Ubuntu 20.04 崩潰:偵測到 ECC 錯誤或 L2 中毒

Ubuntu 20.04 在不同時間隨機崩潰。無法指向特定事件。

uname -a 
Linux ubuntu 5.11.0-051100-generic #202102142330 
SMP Sun Feb 14 23:33:21 UTC 2021 x86_64 x86_64 x86_64 GNU/Linux

出現以下訊號時崩潰:

 kernel:[19849.215258] [Hardware Error]: Uncorrected, software restartable error.

 kernel:[19849.215259] [Hardware Error]: CPU:22 (19:21:0) MC0_STATUS[-|UE|MiscV|AddrV|-|-|-|-|Poison|-]: 0xbc00080001010135

 kernel:[19849.215263] [Hardware Error]: Error Addr: 0x000000076bed1c00

 kernel:[19849.215264] [Hardware Error]: IPID: 0x001000b000000000

 kernel:[19849.215266] [Hardware Error]: Load Store Unit Ext. Error Code: 1, An ECC error or L2 poison was detected on a data cache read by a load.

 kernel:[19849.215269] [Hardware Error]: cache level: L1, tx: DATA, mem-tx: DRD

硬體資訊:

### CPU
  Architecture:                    x86_64
  CPU op-mode(s):                  32-bit, 64-bit
  Byte Order:                      Little Endian
  Address sizes:                   48 bits physical, 48 bits virtual
  CPU(s):                          24
  On-line CPU(s) list:             0-23
  Thread(s) per core:              2
  Core(s) per socket:              12
  Socket(s):                       1
  NUMA node(s):                    1
  Vendor ID:                       AuthenticAMD
  CPU family:                      25
  Model:                           33
  Model name:                      AMD Ryzen 9 5900X 12-Core Processor
  Stepping:                        0
  Frequency boost:                 enabled
  CPU MHz:                         2200.000
  CPU max MHz:                     6442.4800
  CPU min MHz:                     2200.0000

### Base Board Information
  Manufacturer: ASRock
  Product Name: X570 Taichi

### Memory:
G Skill Trident Z Neo DDR4 - 3600Mhz 32GB (2 x 16GB)

找出根本原因的建議方法是什麼?如何啟用更多日誌記錄,或者日誌是否已存在,我在哪裡可以找到它們等。
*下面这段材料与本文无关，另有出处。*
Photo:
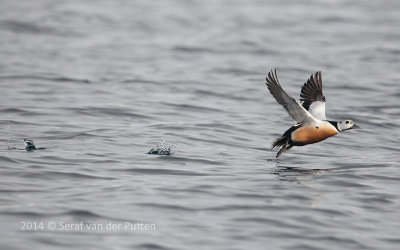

謝謝!

答案1

這不是技術上一個答案,但是…

這則ECC error or L2 poison was detected on a data cache read by a load訊息指出記憶體問題,可能是 RAM 本身的問題,也可能是 CPU 上快取的問題。兩者都不是很好,但您可以通過以下過程測試系統 RAM:

  1. 重新啟動您的系統
  2. 按住該Shift鍵調出 GRUB 選單
  3. 選擇“Ubuntu,memtest86+”並按Enter
    記憶體測試將運行直到時間結束或直到您按下該Esc鍵。讓機器在逃脫之前至少完成一項測試。

基於報告 大約在網路上,這個問題似乎只出現在高階 AMD Ryzen 處理器上。通讀這條長線AMD 社群網站上透露了這有趣的內容:

我更換了內存,幾天來電腦一直堅如磐石。希望這可以幫助你,就像它幫助我一樣。以前的記憶體是 Gskill 3600mhz 記憶體...新記憶體是 Corsair 的 3200 記憶體。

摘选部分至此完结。